Veal Braised in Chianti

This is a fabulous recipe from Tuscany using a bottle of Chianti in which to very slowly braise Tendron de Veau, which is a perfect cut and which happened to be on offer in our local supermarket. I found a bottle of Chianti Piccini from the co-operative in Castellina-in-Chianti where we stayed some years ago in a wonderful little farm building high in the Tuscan hills.

The slow cooking mellows the amount of freshly ground black pepper included. So, grab the following; and this is for about 3 to 4 persons.

970 gr of veal breast.
half a dozen good cloves of garlic.
1 bottle of Chianti.
2 soup spoons of freshly ground pepper - pepper corns in the coffee grinder!
fresh sea salt, rosemary sprigs and a bay leaf.

Cut up the veal; and with any bones, put them into a heavy based pot like a Le Creuset. Add the other ingredients and pour in the wine - yes, the whole bottle! Bring it to a simmer, cover with a heavy lid making sure the wine covers all the ingredients and place it into a pre-heated oven at 150C... no idea what that is in Gas...

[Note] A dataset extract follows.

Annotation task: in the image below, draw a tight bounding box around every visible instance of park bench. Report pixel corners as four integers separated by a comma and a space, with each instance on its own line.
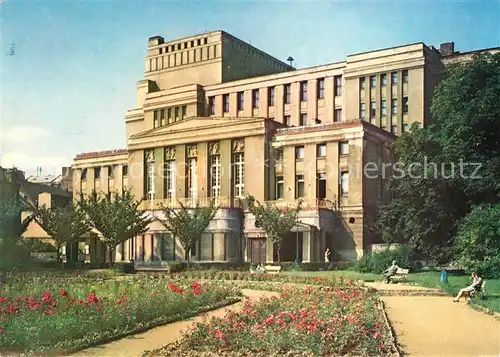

This is the stew just starting to bubble... leave it in the oven for several hours, go and shop, do some work, go for a long walk, and then it will be ready to devour...

I'm going to buy a Romanesco type cauli and do that with some of those funny dark red carrots, and maybe serve with some polenta in separate little pots...

As I type this out and change things about, adding this, editing that, the smell from the oven is just delicious. My mouth is watering so much I have to go out and  play.

I'll let you, my dear reader, know how good it was or even how it was not...

And to drink? Well, I have set aside a Brunello di Montalcino 2002, which is conspicuous by it's absense from Hugh Johnson's 2011 Pocket Wine Book...I hope that won't prove to have been a waste of money in Tuscany several years ago.

Tuesday 20th March...
I ate it again last night. My bum is burning. I had the last portion that couldn't be eaten on Saturday night and which we found, spoiled the wine because it was far too hot. 4 tablespoons of ground black pepper with 2.5 kilos of meat was the recipe's original proposal, and I put 2 soup spoons (slightly less than a tablespoon) into a fraction under 1 kilo of meat, and although it wasn't a vindaloo, it was hotter than the average Italian would want I'm sure. At least we drank most of the wine before we sat down to eat and so only the last mouthful was ruined before we went on to a more robust Côtes du Rhone. 

This must be a misprint in the book.